Sometimes the ball would veer off course so violently that what looked to be left-hand rough ended up being out of bounds right, that a four-foot putt would suddenly end up being one from 20 foot as the ball was set back in motion or a 100-metre approach would hover over the flag and then fall backwards to leave you 30 metres short!
Many were the tales of players, some boasting single figure handicaps, needing three woods to get up to a par four while coming to the conclusion that if this was golf in Port Elizabeth bridge (indoors of course) would be a much better pastime.
Stumbling back into the clubhouse in search of a hot shower and a warming drink it was gratifying to hear from club president Keith Simpson, the man who fought so hard to get the national championship back to his beloved links and succeeded after an absence of 50 years, that the conditions had been really bad – even for Port Elizabeth!
It made me just a little proud of my fellow purveyors of the written and spoken word that they had uncomplainingly (seeing as curses and sundry bits of loose clothing had been blown out to sea!) battled through to the end in weather so foul it would have sent the scions of the Sunshine Tour scurrying for cover complaining even more than they usually do.
Needless to say, having been admitted to the fellowship of the wind, we all felt an affinity with SA Golf Association official Neal Kunhardt’s wish that when the great and glorious tee it up in their quest for the world’s second oldest national championship it will blow really hard – just once.
Jokes aside, though, SAA and Saga are to be applauded for returning the SA Open to one of South Africa’s storied courses.
Often described as the country’s only true links – a contention that would be hotly contested by Cape Town’s Milnerton Golf Club! – Humewood was last host to the SA Open in 1957 when the championship was won by Harold Henning, from local member Alan Jackson, who has shot his age over his home course, with a one-over-par score of 289.

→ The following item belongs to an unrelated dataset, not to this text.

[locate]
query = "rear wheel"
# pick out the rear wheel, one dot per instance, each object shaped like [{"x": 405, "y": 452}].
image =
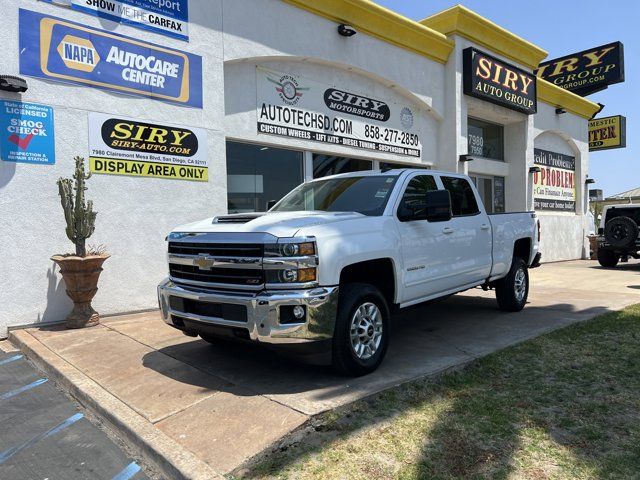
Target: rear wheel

It is a course that has gained the admiration of all our champions, from Locke and Player to Els and Goosen, with holes such as the seemingly innocuous but infuriatingly wicked short 6th, described as the best short par five in the country!, and par-four 13th, normally played straight into the teeth of the thrusting westerly, often held up as two of the best in the country.
The wind is Humewood’s ally, the opposite easterly for instance making the par threes more challenging, and one of its features is that no two successive tee-shots are ever played in the same direction.
Tales of destruction are legend – Locke is said to have once used a putter off the tee at the 6th to hit his ball down the pathway to ensure it stayed out of the clutching claws of the wind – with Sid Brews having won two of his eight championships with scores of 319 (31 over par) in 1934 and 305 (17 over par) in 1952. Locke himself was five over (293) when he won there in 1940.
In response to the length-off-the-tee boom five of the holes, particularly the three (normally) down-wind par fives 7, 11 and 15, have been considerably lengthened in preparation for the SA Open (which happily will feature all four of Goosen, Els, Immelman and Clark) while a number of strategic bunkers have been added to force players to play down the correct line.
The wiry coastal grass has been left untended for a while now while the semi-rough, given favourable growing conditions in the next few months, could provide an ankle-deep collar to narrowed-down fairways by the time the pros arrive – hopefully to charging white horses in Nelson Mandela Bay, flags snapping and ripping and pins bent double by the wind!